Dei-me para o silêncio, passei algum tempo me concentrando apenas no mundo real. De verdade, não gostei. Logo me cansei daquela rotina massante - sem versos, sem graça - e agora volto correndo para esta vida aqui. Milhares de ideias se passaram pela minha cabeça (poesia é incessante, incontrolável), mas na terrível tentativa de manter os dois pés presos no chão, acabei espanando-as todas para longe - perderam-se no eterno esquecimento. Pena, poderiam ter sido as minhas melhores frases. Mas, como disse antes, agora volto, com bastante energia acumulada para a invenção de mais historietas, além da recém iniciada busca por editoras (santa coragem!).

(Já até voltei a carregar meu caderninho de anotações na bolsa. Espero assim desperdiçar menos ideias.)

segunda-feira, 23 de agosto de 2010

VI

(V)

Reinventara-se. Sorria convincente e bocejava bastante. Será que - finalmente- aprendera a ser humana?

sexta-feira, 20 de agosto de 2010

Liberdade

Tinha grandes dentes tortos e cílios tão grandes que até faziam sombras em suas bochechas; estas, por sua vez, eram também muito demarcadas. Sorria com facilidade, mas evitava dar risada, pois sabia o quão irritante a sua voz podia ser. Porém, quando lhe era completamente inevitável, e uma gargalhada se formava no fundo da garganta, ria como um babuíno febril, expondo as grandes gengivas rosadas e os dentes amarelos pontudos.

E assim existia. E também vivia, afinal não há existir apropriado sem nenhuma forte chama vivaz hesitando em algum lugar da alma – porém, nela a tal vida queimava escondida, debaixo de sua pele, longe da vista do mundo. E por viver apenas, sabia que não devia exigir nada dos outros – nem amor, nem ódio, nem pena. Um simples olhar de reconhecimento de sua existência, mesmo de longe e de leve, já lhe era o bastante.

Mas, vai perceber que neste momento sobre o qual lhe falo, ela não se importava muito em existir. Pois já era fim de tarde, e tudo lhe parecia um pouco embaçado. Estava no ônibus, voltando para casa, apertada entre homens e mulheres que não pareciam se preocupar muito com a sua presença, e insistiam em pisar-lhe no pé ou tossir em sua orelha. Calma, como sempre, suportava tudo aquilo e perdoava-os, pensando que eles também deveriam estar tão cansados quanto ela.

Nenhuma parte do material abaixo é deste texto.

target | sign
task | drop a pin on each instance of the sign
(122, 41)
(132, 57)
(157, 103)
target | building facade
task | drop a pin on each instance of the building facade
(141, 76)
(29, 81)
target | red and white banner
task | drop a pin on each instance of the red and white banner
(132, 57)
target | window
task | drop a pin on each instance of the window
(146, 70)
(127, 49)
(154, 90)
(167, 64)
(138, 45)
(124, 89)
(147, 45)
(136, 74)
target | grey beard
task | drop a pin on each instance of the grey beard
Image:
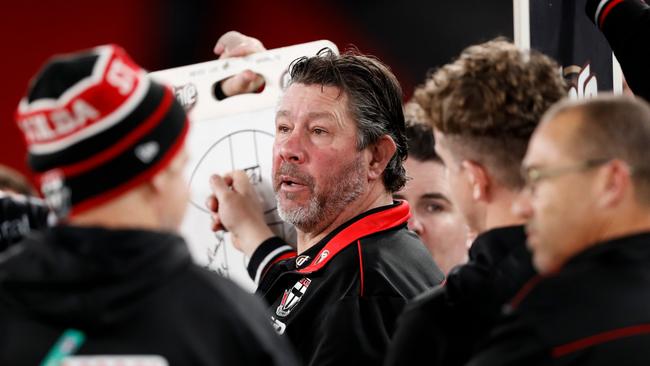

Ouviu-se alguém dar o sinal para descer, o motorista logo percebeu e aproximou-se o máximo possível do ponto. Duas pessoas desceram, sete subiram. Houve uma rápida movimentação de braços e apertos, apenas de acordo com possível, e logo mais o ônibus voltou ao sofrível movimento. Pena foi que precisou frear quase que imediatamente, por causa de um certo carro que resolveu cruzar-lhe pela direita. A freada foi brusca, e o som das buzinas durou ainda alguns segundos, ressoando pelos ouvidos. Desequilibrados, alguns pisaram em falso, e outros deixaram suas mãos escorregar de seus apoios, tendo que se apoiar em quem fosse que estivesse por perto. Ela, porém, não desequilibrou ou mexeu um dedo sequer, mas levada por uma avalanche desenfreada, foi esmagada contra um assento, batendo a sua cabeça em um cano de apoio. Foi consideravelmente forte, tanto que ainda ficou um pouco desnorteada. Sozinha, sem receber nem a mínima consideração de qualquer um daqueles ao seu redor, recuperou-se forçadamente e, agora já violentamente, abriu o seu caminho para a porta.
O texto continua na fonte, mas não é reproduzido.